I was just thinking today, provoked by the Cynefin framework, what constitutes chaotic environment.

And like many interesting things, this one I feel also is dependent on the act of observing, i.e. how we look at it makes a difference.

For example, if I am a decent person and I treat other people like individuals, and I respect all their individuality, then in a social, or political, or work/team setting I might end up dealing with something relatively chaotic. I might need to respect people’s ideas of their sexes, I might need to respect people ideas of killing other people with their personal guns, or people having weird submissive tendencies and democratically going for things I don’t believe right. These might in most cases appear as very unpredictable things to me.

If on the other hand I am not as decent and I treat people like cattle, or somehow categorize them in other ways, then I get access to tools that reduce the chaos to a more predictable and controllable state. For example, I can lock down people, I can tell them to only go out between 1-2 pm, etc. Or I can tell them who to vote for, violate them if they don’t vote for who I tell them, get them to change their vote. Or tell them they need to work exactly 8h a day and dangle a paycheck in front of them, etc.

And if I want to treat them even less decently as just a part of the background, just natural habitat, then I can bomb them, stop water or any commerce for the regions that happen to be their habitat, etc. Then I can go in and “rebuild” something that is completely different than the world they inhabited before, but I wouldn’t care as they are merely background for me. i.e. I can operate in a completely predictable from my point of view world.

the cost of being decent is to constantly operate in a state of chaos

So I was thinking, that the cost of being decent is to constantly operate in a state of chaos and to keep choosing only actions that are congruent with your decency.

So not only you put yourself in a more difficult to operate in situation, but you remove certain tools from the available toolset. This might seem limiting, but like many other constraints it can be what pushes towards innovation and coming up with more sophisticated ways of dealing with problems.

This of course doesn’t mean that such actions will be more effective or reach a “better” result than some less decent and more dictatorial action. It is completely possible and probably even likely, to have “better ends” reached faster and more frequently by using lower fidelity and more dull tools. However, I think this then robs us from some possibilities as well. So for example we lose the opportunity to be sensitive and gentle with someone (without looking and being completely fake)

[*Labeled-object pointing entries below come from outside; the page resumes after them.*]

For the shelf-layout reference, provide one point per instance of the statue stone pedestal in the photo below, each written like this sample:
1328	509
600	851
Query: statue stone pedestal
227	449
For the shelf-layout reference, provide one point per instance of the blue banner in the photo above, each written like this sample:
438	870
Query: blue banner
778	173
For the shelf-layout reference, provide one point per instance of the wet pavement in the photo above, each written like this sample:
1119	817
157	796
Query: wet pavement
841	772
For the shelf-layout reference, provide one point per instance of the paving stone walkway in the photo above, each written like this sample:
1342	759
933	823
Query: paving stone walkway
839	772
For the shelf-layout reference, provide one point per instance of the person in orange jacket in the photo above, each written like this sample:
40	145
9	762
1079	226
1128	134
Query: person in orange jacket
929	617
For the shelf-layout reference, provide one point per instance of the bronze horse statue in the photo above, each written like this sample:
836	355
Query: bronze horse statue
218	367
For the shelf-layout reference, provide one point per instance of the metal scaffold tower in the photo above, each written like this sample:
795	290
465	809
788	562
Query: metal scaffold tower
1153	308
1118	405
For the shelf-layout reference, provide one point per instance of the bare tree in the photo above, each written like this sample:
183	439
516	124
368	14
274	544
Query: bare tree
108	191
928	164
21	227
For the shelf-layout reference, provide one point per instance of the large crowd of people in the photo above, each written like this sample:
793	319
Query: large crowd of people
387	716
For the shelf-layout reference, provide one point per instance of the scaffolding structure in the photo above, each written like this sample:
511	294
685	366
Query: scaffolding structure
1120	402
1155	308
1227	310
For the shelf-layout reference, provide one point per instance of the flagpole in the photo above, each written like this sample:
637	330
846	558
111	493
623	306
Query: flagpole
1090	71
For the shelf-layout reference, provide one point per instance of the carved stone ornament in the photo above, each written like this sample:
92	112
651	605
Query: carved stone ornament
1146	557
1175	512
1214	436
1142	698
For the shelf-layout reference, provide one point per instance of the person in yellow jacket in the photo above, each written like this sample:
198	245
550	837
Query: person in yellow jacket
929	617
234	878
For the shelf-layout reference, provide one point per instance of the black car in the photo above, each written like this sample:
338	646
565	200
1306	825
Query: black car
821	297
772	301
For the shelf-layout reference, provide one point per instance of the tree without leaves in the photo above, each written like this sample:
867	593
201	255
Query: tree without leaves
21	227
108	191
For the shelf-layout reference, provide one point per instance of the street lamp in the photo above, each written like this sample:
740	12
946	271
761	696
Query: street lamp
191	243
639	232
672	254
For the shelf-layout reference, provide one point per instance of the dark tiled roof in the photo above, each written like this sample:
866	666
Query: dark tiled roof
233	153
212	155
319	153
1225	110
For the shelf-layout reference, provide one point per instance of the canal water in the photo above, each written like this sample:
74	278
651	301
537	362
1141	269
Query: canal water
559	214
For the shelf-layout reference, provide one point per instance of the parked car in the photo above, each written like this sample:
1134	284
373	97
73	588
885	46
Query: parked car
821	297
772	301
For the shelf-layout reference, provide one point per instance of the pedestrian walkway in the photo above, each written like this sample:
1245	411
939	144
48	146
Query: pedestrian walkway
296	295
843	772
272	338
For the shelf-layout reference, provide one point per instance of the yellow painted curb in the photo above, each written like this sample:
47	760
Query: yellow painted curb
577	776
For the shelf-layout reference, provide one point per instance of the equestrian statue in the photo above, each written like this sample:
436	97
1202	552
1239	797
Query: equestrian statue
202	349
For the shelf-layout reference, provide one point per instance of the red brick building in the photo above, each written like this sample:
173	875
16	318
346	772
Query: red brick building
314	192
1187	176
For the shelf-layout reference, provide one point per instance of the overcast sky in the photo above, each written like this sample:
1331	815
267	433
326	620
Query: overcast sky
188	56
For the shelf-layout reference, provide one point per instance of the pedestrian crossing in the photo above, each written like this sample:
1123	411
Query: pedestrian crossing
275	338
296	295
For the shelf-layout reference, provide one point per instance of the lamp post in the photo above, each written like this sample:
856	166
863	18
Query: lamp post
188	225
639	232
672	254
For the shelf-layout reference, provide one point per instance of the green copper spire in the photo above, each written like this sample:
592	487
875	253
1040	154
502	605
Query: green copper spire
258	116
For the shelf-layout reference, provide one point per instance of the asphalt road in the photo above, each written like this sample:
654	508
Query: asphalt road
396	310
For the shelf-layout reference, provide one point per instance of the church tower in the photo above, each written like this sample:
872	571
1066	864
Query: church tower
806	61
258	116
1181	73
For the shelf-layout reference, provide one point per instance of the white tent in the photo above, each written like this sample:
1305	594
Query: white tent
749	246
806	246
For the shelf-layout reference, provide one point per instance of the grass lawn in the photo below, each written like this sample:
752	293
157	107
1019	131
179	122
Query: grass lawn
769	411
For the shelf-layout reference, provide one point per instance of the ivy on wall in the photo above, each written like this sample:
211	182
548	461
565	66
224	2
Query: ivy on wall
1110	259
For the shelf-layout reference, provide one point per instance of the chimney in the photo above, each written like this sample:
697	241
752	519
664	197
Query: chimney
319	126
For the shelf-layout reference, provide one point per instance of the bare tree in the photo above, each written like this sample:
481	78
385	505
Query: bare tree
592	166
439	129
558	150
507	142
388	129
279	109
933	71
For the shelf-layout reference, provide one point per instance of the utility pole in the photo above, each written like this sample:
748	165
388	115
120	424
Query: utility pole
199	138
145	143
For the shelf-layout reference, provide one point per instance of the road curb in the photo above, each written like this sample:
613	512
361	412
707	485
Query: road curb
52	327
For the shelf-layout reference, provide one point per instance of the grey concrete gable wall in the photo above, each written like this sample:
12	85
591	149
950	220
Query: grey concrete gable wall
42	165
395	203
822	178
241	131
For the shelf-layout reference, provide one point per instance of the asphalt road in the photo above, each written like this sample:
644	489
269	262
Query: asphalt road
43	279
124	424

So there is cost that we need to pay in each direction.

Trying to be more decent: cost is that we need to deal with more complicated/complex/chaotic reality.

Trying to be less decent: cost is that we have less access to the more fine/gentle reality that we sometimes need when we want to be human and interact with another human/individual.

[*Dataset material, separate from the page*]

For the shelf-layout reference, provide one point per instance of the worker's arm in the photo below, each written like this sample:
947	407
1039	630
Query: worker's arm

And this seems transferable to a personal setting too. For example, in our personal relationships with people who were once close, but somehow violated us in some way, if we want to treat them decently and respect all their humanity, we need to go through some very complex spaces and we need to figure out and navigate difficult psychological phenomena. If we decide to be a bit more “obliterating”, we might just stop talking/relating to them altogether and remove ourselves from the world they inhabit.

And in this second case it is not that we are removing their humanity in some absolute way, and that they can’t remain in full control of their own life and be human in whatever universe they happen to be. On the contrary maybe, by allowing their universe to exist without you in it, you might be allowing them to be exactly what their full potential is unlimited by your presence. But it does mean that we (as an object?) are not going to be present in that universe, we won’t exist. So it’s an inverse bombing – you obliterate a world by subtracting yourself from it – you don’t exist in that world, and that world doesn’t exist in you.

And that might be a less decent action from the perspective of having to allow everything in our own worlds and having to be inclusive of everything (inclusive decency). But is at the same time might be decent from the perspective of allowing everything to exist in its own world and to be the way it is (exclusive/excluding decency).

I guess there isn’t necessarily moral judgement here in these more personal scenarios, only choices.